On these issues McCain might, in other words, think for himself. Instead he merely parrots the extremists of the far right, who vainly hope to prevent sex but in fact promote teenage pregnancy -- and abortion as well as sexually transmitted disease -- by blocking contraception and sex education. He simply doesn't care about the toxic effect of these policies on young women. He prefers mindless posturing to thoughtful policymaking, as he demonstrated a year ago when he fumbled reporters' questions about condoms, contraception and AIDS, both in Africa and the United States, in a series of startling exchanges on his campaign bus.
Would he support taxpayer funding for contraception in Africa to prevent the spread of AIDS? McCain initially replied that he preferred a program of abstinence education but would provide condoms in places where abstinence "was not being followed," that is, where sex is happening, which is everywhere. That was a stupid answer, which he credited to Sen. Tom Coburn, R-Okla., his ultraright mentor on issues of reproductive rights and health.
Moments later, he wanted to amend his answer. "Let me think about it a little bit ... I don't know if I would use taxpayers' money ... I'm not informed enough on it. Let me find out ... I'm sure I have taken a position on it in the past ... I have to find out my position on it ... I am sure I am opposed to government funding. I am sure I support the president's policy on it." (Whatever! -- as his bottle-blond, Tupac-listening teenage daughter might crack on her campaign blog.)

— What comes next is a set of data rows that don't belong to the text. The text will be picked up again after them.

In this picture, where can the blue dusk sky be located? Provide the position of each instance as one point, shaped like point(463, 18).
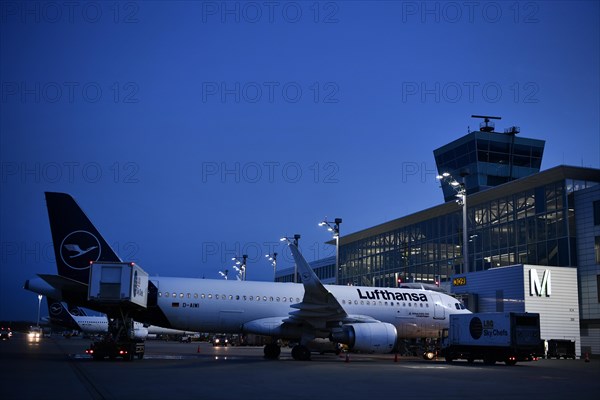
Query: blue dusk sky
point(194, 131)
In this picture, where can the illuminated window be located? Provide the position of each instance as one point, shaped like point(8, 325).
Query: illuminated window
point(596, 206)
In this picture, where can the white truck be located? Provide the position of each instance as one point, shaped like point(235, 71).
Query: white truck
point(501, 336)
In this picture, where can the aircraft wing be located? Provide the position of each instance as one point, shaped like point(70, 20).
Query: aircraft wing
point(318, 305)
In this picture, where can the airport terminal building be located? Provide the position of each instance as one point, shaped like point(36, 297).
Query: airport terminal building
point(516, 216)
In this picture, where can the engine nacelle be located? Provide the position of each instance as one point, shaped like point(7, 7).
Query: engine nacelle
point(377, 337)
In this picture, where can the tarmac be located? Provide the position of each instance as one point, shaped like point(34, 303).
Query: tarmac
point(57, 368)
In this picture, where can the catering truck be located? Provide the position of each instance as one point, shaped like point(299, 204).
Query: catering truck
point(501, 336)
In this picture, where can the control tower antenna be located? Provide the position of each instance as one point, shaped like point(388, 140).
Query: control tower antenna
point(486, 125)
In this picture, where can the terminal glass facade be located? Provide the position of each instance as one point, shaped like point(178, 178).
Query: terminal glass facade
point(489, 159)
point(532, 226)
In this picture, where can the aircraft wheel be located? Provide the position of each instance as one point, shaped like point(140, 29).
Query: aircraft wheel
point(272, 351)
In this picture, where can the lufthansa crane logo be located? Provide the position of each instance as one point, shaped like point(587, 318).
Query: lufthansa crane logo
point(79, 248)
point(55, 308)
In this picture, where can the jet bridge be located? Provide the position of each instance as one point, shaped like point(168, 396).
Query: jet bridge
point(120, 288)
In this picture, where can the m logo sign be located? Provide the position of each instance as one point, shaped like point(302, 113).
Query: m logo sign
point(540, 289)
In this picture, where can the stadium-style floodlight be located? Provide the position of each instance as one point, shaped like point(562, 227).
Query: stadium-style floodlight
point(335, 230)
point(273, 260)
point(294, 240)
point(461, 194)
point(240, 266)
point(39, 306)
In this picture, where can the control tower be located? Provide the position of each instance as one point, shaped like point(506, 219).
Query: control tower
point(485, 158)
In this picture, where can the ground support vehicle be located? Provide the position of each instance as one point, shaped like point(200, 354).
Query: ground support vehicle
point(506, 337)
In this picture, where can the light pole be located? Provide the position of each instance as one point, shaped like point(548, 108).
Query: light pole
point(242, 265)
point(335, 229)
point(39, 307)
point(296, 239)
point(461, 193)
point(273, 260)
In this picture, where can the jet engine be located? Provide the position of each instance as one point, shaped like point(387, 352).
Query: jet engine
point(376, 337)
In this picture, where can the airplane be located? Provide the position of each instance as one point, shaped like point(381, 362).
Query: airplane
point(367, 319)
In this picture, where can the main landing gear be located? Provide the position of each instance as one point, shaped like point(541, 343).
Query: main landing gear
point(299, 352)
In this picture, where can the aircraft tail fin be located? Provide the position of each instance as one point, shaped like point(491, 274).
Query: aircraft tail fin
point(76, 240)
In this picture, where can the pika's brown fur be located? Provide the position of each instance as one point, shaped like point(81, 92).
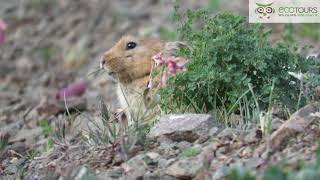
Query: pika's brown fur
point(130, 62)
point(132, 66)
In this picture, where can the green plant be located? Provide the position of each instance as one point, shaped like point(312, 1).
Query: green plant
point(226, 55)
point(191, 152)
point(115, 130)
point(47, 130)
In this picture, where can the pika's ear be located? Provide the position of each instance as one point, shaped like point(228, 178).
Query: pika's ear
point(171, 48)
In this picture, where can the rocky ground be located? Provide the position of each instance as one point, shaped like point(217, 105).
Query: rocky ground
point(55, 44)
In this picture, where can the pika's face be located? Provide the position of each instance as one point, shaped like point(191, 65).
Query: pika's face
point(130, 58)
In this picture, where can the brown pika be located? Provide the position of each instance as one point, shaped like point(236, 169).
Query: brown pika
point(130, 62)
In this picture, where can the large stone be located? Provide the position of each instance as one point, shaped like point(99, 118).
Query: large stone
point(297, 123)
point(136, 167)
point(185, 168)
point(183, 127)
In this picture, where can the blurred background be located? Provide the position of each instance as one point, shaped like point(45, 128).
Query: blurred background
point(50, 44)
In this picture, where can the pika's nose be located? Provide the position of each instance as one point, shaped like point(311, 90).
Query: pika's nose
point(102, 62)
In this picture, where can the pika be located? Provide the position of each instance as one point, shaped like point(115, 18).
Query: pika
point(130, 62)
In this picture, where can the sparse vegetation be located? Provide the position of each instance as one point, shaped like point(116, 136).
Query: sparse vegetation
point(226, 56)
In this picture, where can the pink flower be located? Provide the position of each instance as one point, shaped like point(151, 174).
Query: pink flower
point(72, 90)
point(164, 79)
point(172, 65)
point(3, 27)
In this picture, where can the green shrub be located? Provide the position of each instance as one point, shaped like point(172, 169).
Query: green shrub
point(226, 55)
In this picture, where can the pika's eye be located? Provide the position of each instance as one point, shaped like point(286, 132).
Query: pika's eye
point(131, 45)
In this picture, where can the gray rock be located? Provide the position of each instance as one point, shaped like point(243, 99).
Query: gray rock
point(136, 167)
point(185, 168)
point(183, 127)
point(297, 123)
point(157, 176)
point(112, 174)
point(213, 131)
point(230, 133)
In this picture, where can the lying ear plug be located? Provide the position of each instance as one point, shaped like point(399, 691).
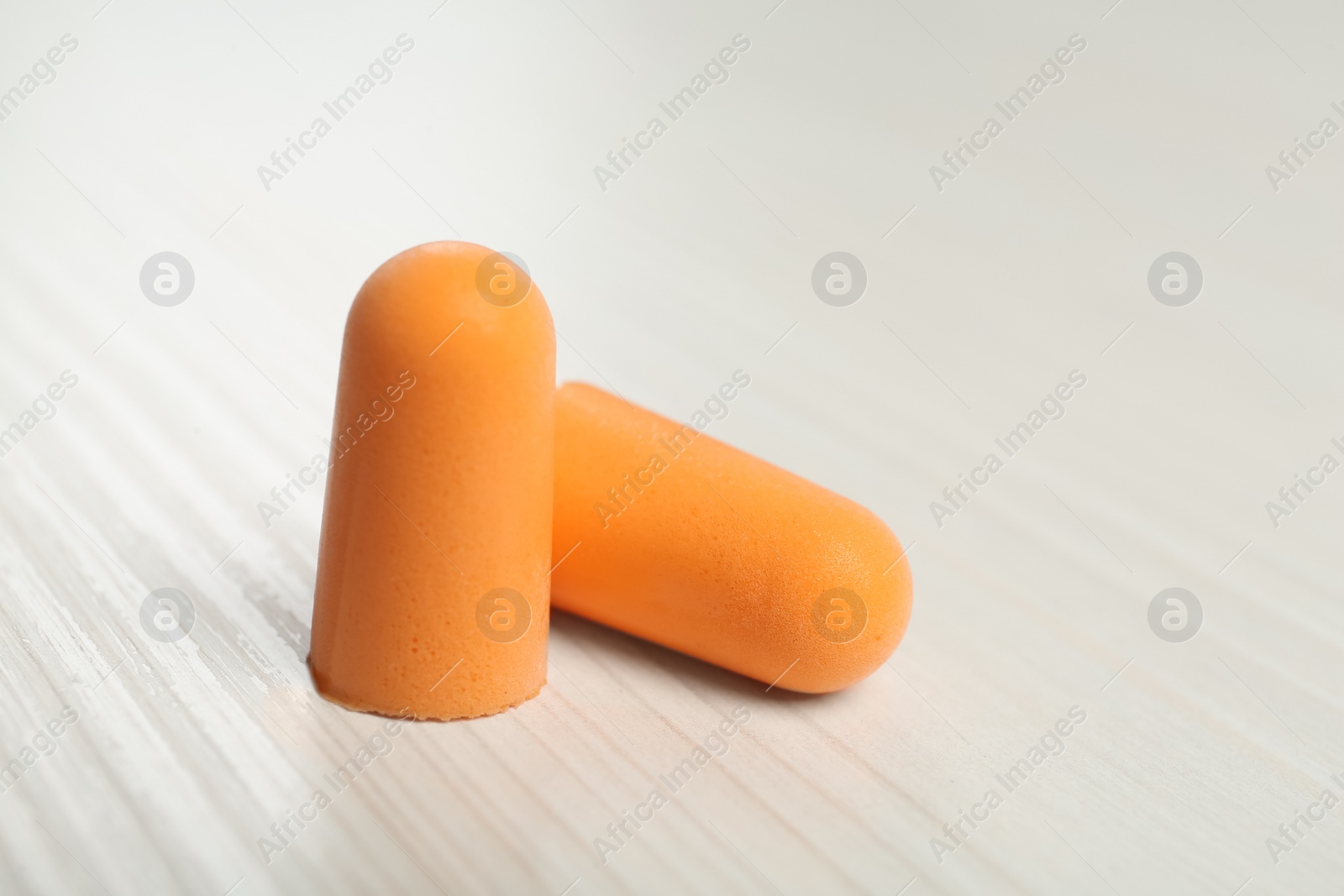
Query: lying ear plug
point(433, 569)
point(679, 539)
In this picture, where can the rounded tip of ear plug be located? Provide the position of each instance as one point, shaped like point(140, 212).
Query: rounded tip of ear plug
point(433, 569)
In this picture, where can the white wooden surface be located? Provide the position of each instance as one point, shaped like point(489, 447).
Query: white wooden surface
point(1032, 600)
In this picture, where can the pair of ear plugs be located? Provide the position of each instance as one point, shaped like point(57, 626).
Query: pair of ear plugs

A reporter followed up by inquiring whether McCain supports sex education that candidly discusses contraception and preventing the spread of AIDS and other disease, or whether he backs President Bush's abstinence-only education program. After a long pause, he said, "I think I support the president's policy." Does he believe that contraceptives help stop the spread of HIV? After another long pause, he replied, "You've stumped me."
That was too bizarre for the startled journalist. "I mean, I think you'd probably agree it probably does help stop it?" Realizing how foolish he sounded, the senator had a ready quip. "Are we on the Straight Talk Express?" Still, he stuck to his muddled answer: "I'm not informed enough on it. Let me find out. You know, I'm sure I've taken a position on it in the past. I have to find out what my position was. Brian, would you find out what my position is on contraception -- I'm sure I'm opposed to government spending on it, I'm sure I support the president's policies on it."
What makes this kind of nonsense so revolting when uttered by McCain is that he so obviously knows better. Who doesn't?
Schecter recounts another appalling episode that occurred last year, when McCain went to South Carolina to give a speech advocating sexual chastity for teenagers -- and to promote abstinence-only education, a policy that has again been proved worthless in a new study published in the Journal of Adolescent Health.
So here is a man who boasts about his hard-drinking, skirt-chasing, macho youth while sanctimoniously lecturing kids about remaining pure. Someday this errant hypocrisy may raise questions he surely would prefer not to answer.